I can still picture those dreadful weeks after the funeral. The whole world seemed to have become black. Oppressively black. How Mother would beat us bloody before shoving us into our tiny rooms and locking the doors without our dinners. But how could we be expected to sit perfectly still and quiet day in and day out? For four weeks solid? In the unrelenting black of mourning? The littlest of my brothers kept crying and asking when Father was going to come home. Mary was sullen. Bitter. Vindictive. I felt the shadows on the walls closing in on us, following us, the way shadows can move as if alive. But the shadow people only creep toward you when they think you are not watching. But I would watch them creep out of the corner of one eye. They would creep toward me smoky edged, and oppressively unnerving.
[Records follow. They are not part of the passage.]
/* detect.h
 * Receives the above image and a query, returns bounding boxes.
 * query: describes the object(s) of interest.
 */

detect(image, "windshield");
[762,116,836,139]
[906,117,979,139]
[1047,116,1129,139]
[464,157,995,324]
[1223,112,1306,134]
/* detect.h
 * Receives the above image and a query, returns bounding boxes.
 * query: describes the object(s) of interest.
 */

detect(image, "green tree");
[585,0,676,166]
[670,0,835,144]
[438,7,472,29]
Finally after a month the minister suggested that Mother ought to think about her poor children and try to restore some normality or else Father’s death would become an ‘Unquiet Grave’ of obsessive, excessive, unhealthy grief. At the same time the family solicitor read the will behind locked doors with us children huddled on the upper stairs peering through the bannisters as Mother screamed in rage as the news hit that Father had left her scarcely anything. The credit on the high street dried up. The rich townhouse was mortgaged, the payments too high for Mother to pay on her reduced income from stocks and bonds and some small rentals. Mother then carefully plotted her careful, face saving retreat from prosperity.
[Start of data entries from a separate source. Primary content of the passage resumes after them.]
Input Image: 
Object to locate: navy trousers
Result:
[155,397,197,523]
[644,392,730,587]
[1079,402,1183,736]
She lied about why she was moving. She said she was moving into the Hogg Home on Seymour St to help her dear sweet Mother. In fact she never ever went there and apparently hated dear sweet Mother because I never remembered visiting or being visited by dear sweet Grandmother my whole life. Then she plotted grandly moved her expensive furniture, making sure it was conspicuously arranged in the sidewalk as it was loaded in the moving lorries for the neighbors to ogle. She made a big show and in fact the movers were quite confused because certain things were going in one lorry and others were going in another lorry and Mother was the type to give confusing directions and then go ballistic when everyone got confused. Then the movers moved off. Well out of public view, the lorry carrying the most expensive stuff, much bought on credit and not paid for, headed off in one direction while the other lorry turned into another part of town Mother’s friends and fellow kirk members would never be caught dead in.
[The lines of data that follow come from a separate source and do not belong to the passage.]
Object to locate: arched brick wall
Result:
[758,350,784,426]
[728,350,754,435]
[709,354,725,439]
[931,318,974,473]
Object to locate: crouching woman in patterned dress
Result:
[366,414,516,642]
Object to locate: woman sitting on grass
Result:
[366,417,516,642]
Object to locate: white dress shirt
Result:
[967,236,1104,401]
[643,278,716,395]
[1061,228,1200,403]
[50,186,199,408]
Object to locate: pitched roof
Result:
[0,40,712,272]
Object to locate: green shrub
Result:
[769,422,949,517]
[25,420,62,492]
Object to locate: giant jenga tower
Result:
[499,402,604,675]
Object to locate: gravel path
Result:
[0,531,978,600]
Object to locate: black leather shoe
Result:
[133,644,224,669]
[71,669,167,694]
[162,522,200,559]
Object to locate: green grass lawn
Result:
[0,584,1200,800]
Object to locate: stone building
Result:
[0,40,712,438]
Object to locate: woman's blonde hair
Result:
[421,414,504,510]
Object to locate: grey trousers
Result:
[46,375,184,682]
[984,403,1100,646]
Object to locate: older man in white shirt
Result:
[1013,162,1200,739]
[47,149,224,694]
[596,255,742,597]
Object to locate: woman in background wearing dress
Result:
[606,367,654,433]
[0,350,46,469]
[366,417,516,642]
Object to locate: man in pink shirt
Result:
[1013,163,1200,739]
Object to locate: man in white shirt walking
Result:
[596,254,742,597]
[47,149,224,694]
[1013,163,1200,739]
Then Mother walked through the now empty townhouse one last time. It was I suppose a melancholic sight. All of her hopes and dreams were now as dead as Father. But the look on her face was more implacable than plaintive. Then the cabbie drove up and we were loaded in, each carrying out own little suitcase that Mother was quite insistent had to contain everything we wanted to take with us. They were very small so naturally after the funeral clothes we had no space to take any toy and Father used to love to buy us toys. Instead, all of the expensive toys were boxed up and taken by the lorry that drove in the opposite direction from the lorry which drove toward our new home. Ten blocks later the cab deposited us on the city. That way Mother saved face. No one knew a thing! It was a triumph of cunning in the face of adversity.